Our study has several limitations. First, it is limited by its retrospective nature. Lack of prospective clinical data makes it difficult to determine exactly when each of the reported infections began, as the microbiologic data reflect only the dates on which confirmatory cultures were reported. Further, it is uncertain whether all additional infections were documented; this would potentially serve to make the incidence of concomitant infection even higher. The study is also limited by the relatively small number of bacteremic pneumonias that occurred during the study period, which may have specifically contributed to the failure to find a statistically significant difference in mortality in B-VAP vs. VAP. Lastly, lack of a standardized and uniform diagnostic and treatment algorithm for VAP in the trauma ICU contributed to a high variability in empiric antibiotic coverage and dosing.

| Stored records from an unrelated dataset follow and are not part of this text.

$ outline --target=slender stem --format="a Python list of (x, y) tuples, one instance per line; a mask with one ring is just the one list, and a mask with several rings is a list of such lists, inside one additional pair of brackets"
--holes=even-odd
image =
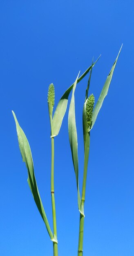
[[(54, 198), (54, 138), (51, 139), (51, 197), (52, 207), (52, 213), (53, 219), (54, 233), (57, 238), (57, 227), (56, 211)], [(58, 244), (57, 243), (53, 242), (54, 256), (58, 256)]]
[[(84, 202), (82, 202), (81, 204), (83, 204), (83, 206), (84, 209)], [(84, 224), (84, 216), (83, 216), (83, 215), (82, 215), (80, 213), (78, 256), (83, 256), (83, 255)]]
[[(86, 190), (86, 180), (87, 175), (87, 166), (90, 147), (90, 133), (87, 133), (85, 140), (84, 153), (84, 167), (83, 184), (83, 190), (81, 198), (81, 207), (84, 212), (84, 203), (85, 201), (85, 193)], [(84, 217), (80, 213), (79, 235), (78, 245), (78, 256), (83, 255), (83, 241), (84, 233)]]

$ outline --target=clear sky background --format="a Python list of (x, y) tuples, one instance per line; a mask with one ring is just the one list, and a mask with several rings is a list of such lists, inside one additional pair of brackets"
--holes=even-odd
[[(51, 140), (47, 95), (56, 106), (91, 65), (96, 102), (123, 43), (107, 96), (91, 132), (83, 256), (133, 256), (134, 8), (132, 1), (0, 0), (0, 218), (2, 256), (49, 256), (52, 243), (27, 180), (11, 110), (30, 144), (52, 229)], [(88, 75), (75, 94), (80, 191), (82, 111)], [(70, 100), (70, 97), (69, 98)], [(77, 255), (79, 214), (67, 130), (69, 106), (55, 139), (59, 256)]]

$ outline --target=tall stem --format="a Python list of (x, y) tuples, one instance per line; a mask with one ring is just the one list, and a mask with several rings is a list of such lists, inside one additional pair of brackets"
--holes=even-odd
[[(90, 133), (87, 132), (85, 137), (85, 143), (84, 147), (84, 167), (83, 184), (83, 190), (82, 193), (81, 207), (83, 209), (84, 212), (84, 203), (85, 200), (85, 193), (86, 190), (87, 166), (88, 162), (90, 148)], [(78, 256), (83, 255), (83, 241), (84, 233), (84, 224), (85, 216), (80, 213), (79, 235), (78, 245)]]
[[(53, 228), (54, 235), (57, 237), (56, 211), (54, 198), (54, 138), (51, 139), (51, 198), (52, 207), (52, 213), (53, 220)], [(54, 256), (58, 256), (58, 244), (56, 243), (53, 242)]]

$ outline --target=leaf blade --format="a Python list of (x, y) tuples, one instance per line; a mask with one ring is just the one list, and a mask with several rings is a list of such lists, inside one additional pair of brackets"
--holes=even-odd
[(114, 71), (115, 66), (116, 65), (116, 64), (117, 61), (117, 60), (118, 59), (118, 57), (121, 52), (121, 50), (122, 46), (123, 46), (123, 45), (121, 45), (121, 47), (118, 53), (116, 58), (116, 59), (113, 65), (113, 66), (112, 67), (111, 71), (107, 77), (107, 78), (104, 84), (103, 87), (100, 92), (100, 94), (98, 99), (98, 101), (96, 105), (96, 106), (94, 108), (94, 110), (93, 113), (93, 116), (92, 116), (92, 127), (91, 128), (91, 129), (92, 128), (95, 124), (95, 122), (96, 121), (98, 112), (102, 106), (104, 99), (107, 94), (108, 89), (109, 89), (110, 84), (110, 83), (111, 83), (111, 81), (112, 77)]
[(25, 162), (28, 171), (27, 182), (38, 209), (45, 224), (48, 234), (51, 240), (52, 240), (54, 239), (53, 235), (44, 210), (36, 180), (30, 146), (26, 135), (20, 126), (15, 113), (13, 111), (12, 111), (12, 113), (16, 124), (20, 153), (23, 161)]
[(68, 132), (71, 155), (76, 175), (78, 208), (81, 211), (81, 198), (79, 188), (77, 134), (75, 119), (74, 92), (79, 74), (74, 84), (68, 115)]
[[(80, 82), (90, 71), (92, 67), (94, 66), (95, 64), (98, 61), (100, 56), (99, 56), (97, 60), (94, 63), (89, 67), (81, 76), (78, 79), (77, 83)], [(59, 132), (63, 120), (66, 112), (68, 103), (68, 98), (73, 88), (74, 85), (74, 83), (73, 83), (73, 84), (65, 92), (60, 98), (56, 107), (53, 118), (53, 135), (52, 137), (57, 136)]]

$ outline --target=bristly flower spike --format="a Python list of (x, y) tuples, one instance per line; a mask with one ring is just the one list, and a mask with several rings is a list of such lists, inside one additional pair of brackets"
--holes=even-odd
[(95, 99), (92, 94), (87, 99), (86, 102), (86, 117), (88, 131), (89, 131), (92, 126), (92, 119), (93, 115), (93, 109)]
[(55, 92), (54, 87), (53, 83), (50, 84), (48, 91), (47, 102), (51, 103), (53, 108), (54, 105)]

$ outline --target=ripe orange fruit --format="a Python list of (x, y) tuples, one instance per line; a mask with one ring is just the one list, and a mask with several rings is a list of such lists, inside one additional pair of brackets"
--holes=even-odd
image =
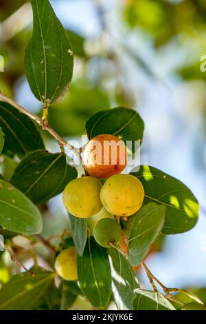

Ventilator-associated pneumonia remains a frequent source of infection in our mechanically ventilated trauma patients, and B-VAP occurs in 13% of these patients. Transfusion is associated with and may contribute to the development of B-VAP. More than two-thirds of patients with bacteremic VAP have concurrent, other sources of infection, which are often attributed to pathogens distinct from those found in the blood, and this may reflect patients' immunocompromised states. Therefore, in trauma patients, an increased awareness of the likelihood of existence of multiple sources of infection, with appropriately increased surveillance and more aggressive empiric antimicrobial therapy, may be appropriate. Further prospective studies of B-VAP in trauma patients are warranted to ascertain whether more aggressive antimicrobial therapy may improve these patients' outcomes.
Author Disclosure Statement
No competing financial interests exits.